Concurrent sessions are trouble. Two spawned Claude CLI processes in the same working directory can race on git operations, file writes, session state. Guard with a single in-memory flag or a filesystem lockfile. Reject requests that arrive during an active session rather than queueing.
Timeouts are mandatory. A runaway Claude session with an infinite loop tool call will block your single-concurrency chat forever. 2 minutes is a reasonable upper bound for chat responses.
Prompt size has real limits. Passing the entire task board as context quickly exceeds shell argument length limits. Summarize (counts, recent tasks, relevant IDs) rather than dumping everything.
Streaming is harder than one-shot. Claude CLI can stream to stdout, but forwarding that through Express to the UI requires server-sent events or a websocket. The simple pattern above collects full output and returns once. Good enough for short answers.
The CLI’s working directory matters. cwd determines what files the AI can read via its tools. Set it to a scoped directory — not your backend’s root — if you want to limit the blast radius.
Stderr has useful context. Don’t just swallow it; forward it in the error path so failed chats are debuggable.

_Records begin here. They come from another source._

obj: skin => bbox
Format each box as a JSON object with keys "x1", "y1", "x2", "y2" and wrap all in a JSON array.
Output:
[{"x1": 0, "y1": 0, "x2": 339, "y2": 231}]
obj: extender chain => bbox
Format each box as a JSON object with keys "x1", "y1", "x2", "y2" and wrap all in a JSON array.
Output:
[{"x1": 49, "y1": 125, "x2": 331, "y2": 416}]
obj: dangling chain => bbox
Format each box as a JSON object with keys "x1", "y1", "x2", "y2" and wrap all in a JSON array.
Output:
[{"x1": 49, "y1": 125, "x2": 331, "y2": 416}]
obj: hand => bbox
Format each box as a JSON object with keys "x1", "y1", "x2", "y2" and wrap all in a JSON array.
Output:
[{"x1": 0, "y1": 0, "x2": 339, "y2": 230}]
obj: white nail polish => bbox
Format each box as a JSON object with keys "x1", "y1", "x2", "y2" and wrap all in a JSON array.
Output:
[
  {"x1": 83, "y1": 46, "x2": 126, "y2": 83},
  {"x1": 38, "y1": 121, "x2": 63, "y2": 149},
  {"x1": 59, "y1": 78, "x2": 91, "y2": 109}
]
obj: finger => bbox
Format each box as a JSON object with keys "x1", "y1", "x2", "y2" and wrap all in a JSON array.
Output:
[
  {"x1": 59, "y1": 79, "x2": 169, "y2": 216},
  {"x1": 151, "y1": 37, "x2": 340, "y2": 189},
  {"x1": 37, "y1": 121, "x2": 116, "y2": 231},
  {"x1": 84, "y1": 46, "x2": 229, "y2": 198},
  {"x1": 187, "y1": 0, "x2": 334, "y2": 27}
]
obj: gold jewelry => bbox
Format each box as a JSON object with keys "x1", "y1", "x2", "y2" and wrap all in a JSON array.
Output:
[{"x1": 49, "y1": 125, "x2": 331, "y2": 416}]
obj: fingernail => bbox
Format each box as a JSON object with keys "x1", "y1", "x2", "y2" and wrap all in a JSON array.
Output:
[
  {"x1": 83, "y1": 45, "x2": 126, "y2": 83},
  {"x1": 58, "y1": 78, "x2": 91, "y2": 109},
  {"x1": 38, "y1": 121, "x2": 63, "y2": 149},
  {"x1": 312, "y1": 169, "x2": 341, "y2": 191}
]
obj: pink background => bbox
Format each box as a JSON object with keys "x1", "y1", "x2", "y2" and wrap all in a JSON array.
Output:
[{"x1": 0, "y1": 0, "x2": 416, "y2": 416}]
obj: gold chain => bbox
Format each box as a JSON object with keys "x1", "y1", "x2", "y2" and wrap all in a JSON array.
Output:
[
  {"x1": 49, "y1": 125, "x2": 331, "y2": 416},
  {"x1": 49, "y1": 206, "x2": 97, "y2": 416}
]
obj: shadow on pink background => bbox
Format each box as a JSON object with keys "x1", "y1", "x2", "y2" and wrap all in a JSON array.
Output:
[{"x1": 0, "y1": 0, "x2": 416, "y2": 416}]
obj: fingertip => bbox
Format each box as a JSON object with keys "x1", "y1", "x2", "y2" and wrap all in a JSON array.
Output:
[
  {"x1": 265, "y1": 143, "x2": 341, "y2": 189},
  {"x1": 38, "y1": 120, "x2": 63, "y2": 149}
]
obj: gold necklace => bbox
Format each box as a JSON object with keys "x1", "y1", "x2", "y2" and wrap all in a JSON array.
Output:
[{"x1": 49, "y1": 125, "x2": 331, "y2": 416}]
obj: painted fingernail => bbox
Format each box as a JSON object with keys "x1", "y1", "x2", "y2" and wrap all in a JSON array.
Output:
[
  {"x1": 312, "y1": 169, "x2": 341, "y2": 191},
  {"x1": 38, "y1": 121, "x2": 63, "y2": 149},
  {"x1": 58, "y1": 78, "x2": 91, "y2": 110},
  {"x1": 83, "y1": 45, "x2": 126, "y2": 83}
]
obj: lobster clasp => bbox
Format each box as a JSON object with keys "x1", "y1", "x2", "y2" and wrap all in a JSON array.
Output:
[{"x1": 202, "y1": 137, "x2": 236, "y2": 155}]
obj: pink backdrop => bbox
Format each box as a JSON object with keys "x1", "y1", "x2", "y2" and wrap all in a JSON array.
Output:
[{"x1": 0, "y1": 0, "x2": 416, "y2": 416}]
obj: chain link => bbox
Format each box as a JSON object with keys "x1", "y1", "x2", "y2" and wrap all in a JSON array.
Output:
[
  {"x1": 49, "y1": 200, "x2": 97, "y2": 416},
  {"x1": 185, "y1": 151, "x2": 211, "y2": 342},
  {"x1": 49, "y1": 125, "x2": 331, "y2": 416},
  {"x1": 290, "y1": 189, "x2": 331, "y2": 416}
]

Respect user intent on tools. Claude might decide to git push as part of answering a question. Either configure the CLI’s allowed tools for this use case (safer) or be aware your backend is handing the AI an arbitrary shell.
API-key alternative. If the person running your backend doesn’t have claude installed, fall back gracefully: detect the binary on startup, hide the chat UI if missing, show an instructional message.